Should We Stop Prayer When We Suffer? Is There A Reason For Praying?
Prayer and Loss
Most Christians will say that the definition of prayer is talking to God, or asking God for help. Others will say it is a type of communication with the divine, or angel, or someone. In this case that someone is God. However, when there is loss, such as a death of a child or of a loved one, the first person whom we stop talking with is God. Is it the anger of loss of time or questions that simply won't be answered that fuels our anger?
We Question. We talk with counsellors and friends, and yet what we used to do before we don't do--- prayer. In fact when we stop praying it develops in to a chain reaction, God hates us and abandoned us, and since he has done so, we feel justified to stop communicating to God.
We prayed for the "halting" of the pain of loss or of rejection- even if it is to angels. We pray that the person finds comfort and peace. Then the "unthinkable" happens, they still leave or die or something equally as horrible. We don't conceive that this was what was best for the other person, it is not best for us. Death, death is a cruel beast.
One of the first things most people in such a situation do is get angry-- usually at God. Then they ask why, and with no "real" answers forthcoming, they get madder, and more angry and stop praying. They feel loss, and pain and anger, and try to find one hundred ways or more to repair other relationships, or in worst cases through misunderstandings, break them.
Still they might refuse to speak to God, in essence they have lost prayer. Some might ask it is such a great loss?
In one word: Yes. But not so fast, yes isn't as easy as you might think.

Prayer and Christians Does It Mean a Build Up of Faith?
As Christians we are supposed to care for one another and love them in good time and in bad times. Often we open our mouths to say words of comfort, and simply destroy the other person's faith.
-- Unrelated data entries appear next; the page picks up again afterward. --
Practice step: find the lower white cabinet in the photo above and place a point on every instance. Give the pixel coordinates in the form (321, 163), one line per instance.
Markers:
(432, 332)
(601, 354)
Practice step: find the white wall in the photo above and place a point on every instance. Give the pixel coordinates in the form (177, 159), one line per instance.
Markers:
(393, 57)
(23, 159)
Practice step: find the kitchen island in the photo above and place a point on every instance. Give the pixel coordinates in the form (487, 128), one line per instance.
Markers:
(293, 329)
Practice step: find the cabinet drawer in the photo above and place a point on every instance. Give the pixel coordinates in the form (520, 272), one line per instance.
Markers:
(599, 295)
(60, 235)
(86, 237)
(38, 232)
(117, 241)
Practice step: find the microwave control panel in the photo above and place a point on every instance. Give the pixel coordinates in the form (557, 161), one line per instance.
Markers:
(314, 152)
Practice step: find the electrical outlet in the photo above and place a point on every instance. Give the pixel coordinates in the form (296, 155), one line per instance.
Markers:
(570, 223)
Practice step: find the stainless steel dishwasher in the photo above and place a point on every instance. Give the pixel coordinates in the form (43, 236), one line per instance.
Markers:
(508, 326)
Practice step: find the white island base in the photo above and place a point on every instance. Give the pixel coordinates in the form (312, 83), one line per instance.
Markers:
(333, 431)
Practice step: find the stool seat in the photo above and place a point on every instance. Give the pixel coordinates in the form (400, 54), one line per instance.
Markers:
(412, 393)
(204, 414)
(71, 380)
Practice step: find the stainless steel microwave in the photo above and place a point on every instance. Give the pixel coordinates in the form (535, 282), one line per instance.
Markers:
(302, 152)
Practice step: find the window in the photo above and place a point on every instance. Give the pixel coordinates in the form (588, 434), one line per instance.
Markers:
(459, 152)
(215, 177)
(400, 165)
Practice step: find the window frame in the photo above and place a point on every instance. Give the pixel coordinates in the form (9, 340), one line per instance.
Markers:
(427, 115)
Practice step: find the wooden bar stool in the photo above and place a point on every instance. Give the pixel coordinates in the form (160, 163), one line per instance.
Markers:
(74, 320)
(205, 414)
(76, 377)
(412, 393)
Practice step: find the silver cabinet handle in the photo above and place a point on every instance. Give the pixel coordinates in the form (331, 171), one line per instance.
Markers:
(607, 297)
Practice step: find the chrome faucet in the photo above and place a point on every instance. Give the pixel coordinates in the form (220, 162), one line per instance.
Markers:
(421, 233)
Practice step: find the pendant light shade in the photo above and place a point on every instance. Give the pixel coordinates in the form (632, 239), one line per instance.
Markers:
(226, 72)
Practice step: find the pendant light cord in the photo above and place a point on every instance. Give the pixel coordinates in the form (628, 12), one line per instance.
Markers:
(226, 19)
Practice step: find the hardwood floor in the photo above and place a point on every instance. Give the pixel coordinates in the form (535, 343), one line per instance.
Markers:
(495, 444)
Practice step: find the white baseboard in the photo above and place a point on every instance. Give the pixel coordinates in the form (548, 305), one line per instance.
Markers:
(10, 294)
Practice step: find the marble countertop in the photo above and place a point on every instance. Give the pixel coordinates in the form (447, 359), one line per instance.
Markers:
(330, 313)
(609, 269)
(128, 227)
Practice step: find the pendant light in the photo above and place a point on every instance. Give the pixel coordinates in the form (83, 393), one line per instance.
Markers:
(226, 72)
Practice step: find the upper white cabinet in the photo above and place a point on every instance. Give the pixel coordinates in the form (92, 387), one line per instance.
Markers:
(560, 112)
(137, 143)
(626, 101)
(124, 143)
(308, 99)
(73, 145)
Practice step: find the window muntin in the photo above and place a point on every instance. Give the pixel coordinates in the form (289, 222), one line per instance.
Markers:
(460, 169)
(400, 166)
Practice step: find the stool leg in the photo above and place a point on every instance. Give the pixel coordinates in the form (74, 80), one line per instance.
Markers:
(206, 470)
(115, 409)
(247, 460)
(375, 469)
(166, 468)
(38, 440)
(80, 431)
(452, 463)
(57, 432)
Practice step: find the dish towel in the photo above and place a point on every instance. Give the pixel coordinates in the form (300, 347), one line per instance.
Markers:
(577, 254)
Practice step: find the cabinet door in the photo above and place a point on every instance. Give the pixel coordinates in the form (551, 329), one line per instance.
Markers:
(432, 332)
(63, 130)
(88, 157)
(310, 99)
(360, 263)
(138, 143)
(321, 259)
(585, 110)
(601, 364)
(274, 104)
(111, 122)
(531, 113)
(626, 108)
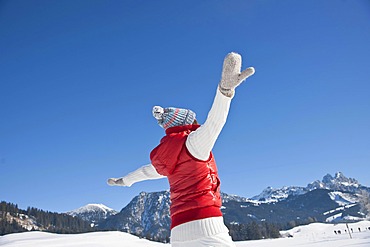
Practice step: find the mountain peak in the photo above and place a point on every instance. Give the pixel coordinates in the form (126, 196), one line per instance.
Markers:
(338, 182)
(93, 212)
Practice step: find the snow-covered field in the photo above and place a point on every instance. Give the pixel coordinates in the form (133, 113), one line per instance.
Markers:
(313, 235)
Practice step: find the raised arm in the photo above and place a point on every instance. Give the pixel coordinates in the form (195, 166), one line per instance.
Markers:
(201, 141)
(146, 172)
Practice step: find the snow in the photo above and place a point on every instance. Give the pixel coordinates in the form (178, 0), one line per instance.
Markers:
(91, 208)
(313, 235)
(342, 199)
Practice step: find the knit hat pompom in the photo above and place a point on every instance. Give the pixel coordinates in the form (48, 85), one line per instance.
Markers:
(172, 116)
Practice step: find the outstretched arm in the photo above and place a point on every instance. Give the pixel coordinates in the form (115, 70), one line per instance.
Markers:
(201, 141)
(146, 172)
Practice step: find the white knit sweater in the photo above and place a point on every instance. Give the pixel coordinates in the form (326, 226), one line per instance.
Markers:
(199, 142)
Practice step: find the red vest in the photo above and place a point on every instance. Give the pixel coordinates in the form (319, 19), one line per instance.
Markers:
(194, 184)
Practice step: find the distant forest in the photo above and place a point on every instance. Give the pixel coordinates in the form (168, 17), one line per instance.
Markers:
(11, 217)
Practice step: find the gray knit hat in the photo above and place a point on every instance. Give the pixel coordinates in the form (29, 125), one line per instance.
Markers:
(171, 116)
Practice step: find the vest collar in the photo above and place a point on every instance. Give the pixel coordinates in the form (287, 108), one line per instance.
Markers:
(177, 129)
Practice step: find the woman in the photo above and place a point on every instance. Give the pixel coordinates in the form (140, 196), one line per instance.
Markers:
(184, 156)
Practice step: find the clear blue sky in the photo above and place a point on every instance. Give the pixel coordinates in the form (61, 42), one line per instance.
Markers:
(78, 80)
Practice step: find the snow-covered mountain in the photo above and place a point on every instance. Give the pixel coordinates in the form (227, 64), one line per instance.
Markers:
(312, 235)
(147, 215)
(270, 194)
(337, 183)
(334, 199)
(93, 213)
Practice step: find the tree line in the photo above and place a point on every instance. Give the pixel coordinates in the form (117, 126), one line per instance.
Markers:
(10, 215)
(253, 231)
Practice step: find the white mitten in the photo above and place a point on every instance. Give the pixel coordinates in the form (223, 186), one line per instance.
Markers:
(117, 182)
(231, 75)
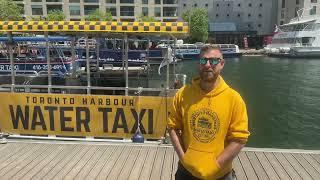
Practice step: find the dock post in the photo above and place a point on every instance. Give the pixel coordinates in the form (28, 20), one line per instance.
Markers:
(126, 44)
(10, 44)
(73, 57)
(88, 65)
(48, 62)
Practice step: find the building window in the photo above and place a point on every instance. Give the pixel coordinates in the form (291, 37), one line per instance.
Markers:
(53, 0)
(37, 10)
(127, 1)
(112, 10)
(126, 11)
(90, 9)
(90, 1)
(145, 11)
(74, 10)
(111, 1)
(54, 8)
(157, 12)
(313, 10)
(169, 12)
(283, 3)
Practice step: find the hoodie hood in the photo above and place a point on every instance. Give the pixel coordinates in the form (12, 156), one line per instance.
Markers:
(221, 87)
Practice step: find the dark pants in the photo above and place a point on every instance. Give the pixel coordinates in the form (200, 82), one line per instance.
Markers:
(183, 174)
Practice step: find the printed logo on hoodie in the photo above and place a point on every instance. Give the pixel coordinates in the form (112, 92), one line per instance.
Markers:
(204, 125)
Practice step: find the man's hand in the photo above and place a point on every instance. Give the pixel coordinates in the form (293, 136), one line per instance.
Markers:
(177, 143)
(229, 153)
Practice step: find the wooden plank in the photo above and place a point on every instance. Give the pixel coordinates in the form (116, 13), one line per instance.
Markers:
(115, 171)
(76, 168)
(68, 152)
(111, 162)
(148, 164)
(18, 157)
(239, 169)
(312, 162)
(267, 166)
(167, 164)
(305, 164)
(287, 166)
(11, 150)
(158, 164)
(130, 163)
(248, 169)
(61, 163)
(61, 170)
(257, 167)
(91, 163)
(38, 164)
(106, 158)
(19, 165)
(296, 165)
(136, 170)
(174, 165)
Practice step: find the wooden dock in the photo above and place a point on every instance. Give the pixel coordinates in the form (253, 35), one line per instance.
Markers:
(89, 160)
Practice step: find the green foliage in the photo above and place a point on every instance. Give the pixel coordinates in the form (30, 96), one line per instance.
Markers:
(56, 15)
(199, 24)
(148, 19)
(9, 11)
(97, 15)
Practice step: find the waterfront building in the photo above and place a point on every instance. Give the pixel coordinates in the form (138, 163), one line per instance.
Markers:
(121, 10)
(289, 9)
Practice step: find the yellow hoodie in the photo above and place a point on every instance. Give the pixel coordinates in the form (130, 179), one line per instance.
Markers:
(208, 122)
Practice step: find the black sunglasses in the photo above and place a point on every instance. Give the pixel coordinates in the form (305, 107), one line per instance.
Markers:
(212, 61)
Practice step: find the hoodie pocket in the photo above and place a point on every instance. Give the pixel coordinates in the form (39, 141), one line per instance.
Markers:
(200, 164)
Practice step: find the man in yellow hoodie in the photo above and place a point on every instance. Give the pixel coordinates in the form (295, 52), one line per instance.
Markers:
(208, 125)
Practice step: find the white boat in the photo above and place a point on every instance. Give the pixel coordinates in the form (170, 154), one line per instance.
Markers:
(299, 38)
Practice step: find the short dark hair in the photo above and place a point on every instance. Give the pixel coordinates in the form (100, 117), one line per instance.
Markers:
(208, 48)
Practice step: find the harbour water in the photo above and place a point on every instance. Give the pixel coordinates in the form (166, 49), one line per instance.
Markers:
(282, 97)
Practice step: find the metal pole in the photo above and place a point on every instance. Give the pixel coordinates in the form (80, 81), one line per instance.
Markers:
(148, 55)
(88, 65)
(168, 66)
(174, 57)
(48, 61)
(10, 44)
(126, 59)
(73, 57)
(98, 52)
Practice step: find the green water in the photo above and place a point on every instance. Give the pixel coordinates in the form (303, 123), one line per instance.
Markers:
(282, 97)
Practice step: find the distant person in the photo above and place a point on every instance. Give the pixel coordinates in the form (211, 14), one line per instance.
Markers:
(208, 125)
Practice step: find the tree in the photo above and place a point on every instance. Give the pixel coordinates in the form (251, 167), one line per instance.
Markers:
(56, 15)
(97, 15)
(199, 24)
(148, 19)
(10, 11)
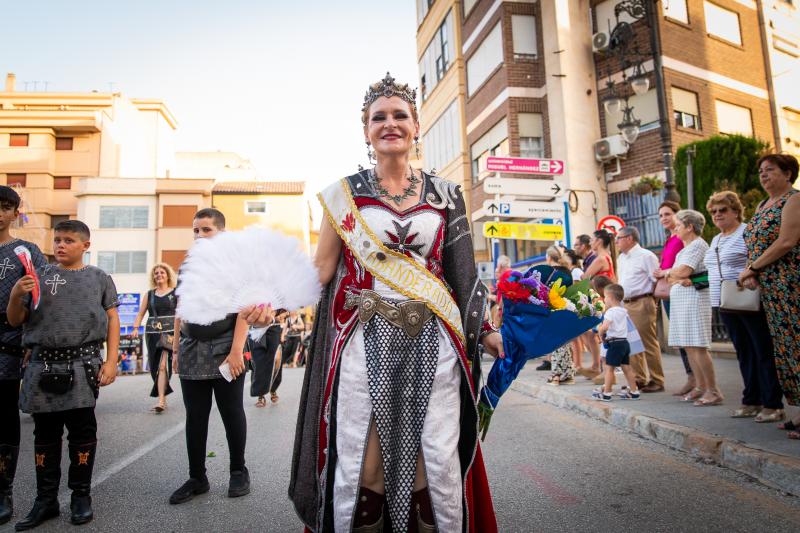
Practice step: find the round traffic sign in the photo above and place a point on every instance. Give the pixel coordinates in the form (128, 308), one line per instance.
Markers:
(611, 223)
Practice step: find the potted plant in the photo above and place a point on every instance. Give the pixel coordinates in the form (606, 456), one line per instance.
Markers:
(647, 185)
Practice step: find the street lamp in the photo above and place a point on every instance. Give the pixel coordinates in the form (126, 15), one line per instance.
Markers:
(630, 125)
(612, 103)
(640, 82)
(623, 46)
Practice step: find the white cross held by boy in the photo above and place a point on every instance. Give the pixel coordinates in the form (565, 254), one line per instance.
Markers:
(5, 266)
(54, 283)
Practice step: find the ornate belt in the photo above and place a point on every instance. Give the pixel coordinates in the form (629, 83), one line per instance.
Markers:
(410, 315)
(12, 349)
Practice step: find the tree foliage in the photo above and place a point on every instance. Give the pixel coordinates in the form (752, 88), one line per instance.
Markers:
(722, 162)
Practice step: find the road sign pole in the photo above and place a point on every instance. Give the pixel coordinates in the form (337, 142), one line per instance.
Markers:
(496, 242)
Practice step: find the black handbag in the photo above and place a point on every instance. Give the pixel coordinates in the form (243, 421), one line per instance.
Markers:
(163, 326)
(55, 380)
(699, 280)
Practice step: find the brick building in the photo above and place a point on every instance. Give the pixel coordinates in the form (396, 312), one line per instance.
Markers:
(528, 81)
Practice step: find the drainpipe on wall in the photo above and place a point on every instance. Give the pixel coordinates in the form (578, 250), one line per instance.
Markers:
(661, 92)
(773, 104)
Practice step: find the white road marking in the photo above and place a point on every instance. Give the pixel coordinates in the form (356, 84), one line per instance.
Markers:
(134, 456)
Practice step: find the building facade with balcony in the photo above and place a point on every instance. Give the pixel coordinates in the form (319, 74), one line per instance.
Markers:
(441, 89)
(536, 74)
(528, 92)
(277, 205)
(137, 222)
(49, 141)
(726, 70)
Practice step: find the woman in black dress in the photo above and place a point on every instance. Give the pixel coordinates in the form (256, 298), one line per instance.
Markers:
(265, 377)
(159, 303)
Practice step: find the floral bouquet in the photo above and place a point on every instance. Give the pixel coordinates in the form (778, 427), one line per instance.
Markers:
(542, 310)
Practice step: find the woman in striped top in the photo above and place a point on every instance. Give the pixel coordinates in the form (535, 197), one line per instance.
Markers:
(725, 259)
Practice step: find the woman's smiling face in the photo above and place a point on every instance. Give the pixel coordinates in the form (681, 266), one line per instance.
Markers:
(391, 127)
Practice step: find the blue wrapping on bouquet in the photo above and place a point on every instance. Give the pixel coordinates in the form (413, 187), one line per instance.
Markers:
(529, 331)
Everyone has the right to be angry with God, but no one has the right to tell them that they shouldn't. Often prayer is simply a type of therapy for the person, since they do not have to spend money to pay for it. Some will argue they can work things out better this way.
The Bad times often resonant longer and stronger than the good. In fact in bad times they also seem a lot more stressful and longer than any good time. a dark void, a pain and fog, anything and everything that you don't want to talk about or deal with.
To give an example from my own experience: when my infant son died, someone, in a vain effort to comfort me say "When I saw him so sick and feeble i prayed he would die. he's not suffering anymore." what resonated the most with me at the time? The fact that he was not suffering or the the fact that they prayed for him to die?
If you guessed the second part of the statement they made to me, then you are correct, if they prayed for him to die, why should i pray to God? In fact what would make me want to pray to God after such a death and loss. Something that affected me both emotionally and mentally and spiritually. It was no big loss-- at least to this person. I found other things, worse in the end. I stopped my writing, stopped going to the theater, and stopped enjoying friendships. Mostly, I stopped praying.
To punish God was my reasoning. In fact i was holding my anger inside.
Or was it? I think I punished myself more by not praying, as I lost that last bit of faith. It was my pastor who guided me. This guidance, or council, was what made me understand that grief is something very personal and something that takes as long as it takes. You will need to get up and work and make it better, and for some this means you pray. For others it means working on dealing with grief in a better manner, but not with prayer.
I also learned a lot about loss in this way, people without a relationship to God seem smaller more absorbed in themselves. They have lost something, and they won't or can't admit that they have.
They search for meaning, or allow themselves to lose the thing that gave them meaning, in short with the loss of prayer the people suffer, something must fill the void.
In short as hard as it may seem it is important not to lose prayer when we suffer. Whatever happens it is of value to pray no matter what even if you are mad or hurt and angry. Suffering is not nice or pleasant but it builds you if you allow yourself to be built back up, but it is something you can do without the help of God.
Is The Loss of Prayer A Void?
Prayer is a Means of Comfort?
Is prayer a means of comfort when people face hard times, or are they simply to "talk it out"?
In many ways when there is hard times most people do one of two things: they pray or they avoid God. Each choice is a choice and it can be very personal. To allow yourself to be angry and "duke it out wit God" is also a good thing, and it is less expensive than seeing a therapist in troubled times.
I think if it is a "bigger" thing, then people will pray. If it is smaller-- say a death of a family member, than they avoid. This seems to be the way of how people deal with grief. They need the time to question.
People, when huge disasters strike do not like to hear it was God's will-- rather they want answers to why bad things happen. The simple fact is that bad things do happen to people, rich and poor. What they want is that answer of it will not happen again.
This is what most want. What I wanted was answers, but it took a long time to get the answers I got which was continue on living and make peace with the fact that bad things do happen and that it is a part of growth and life.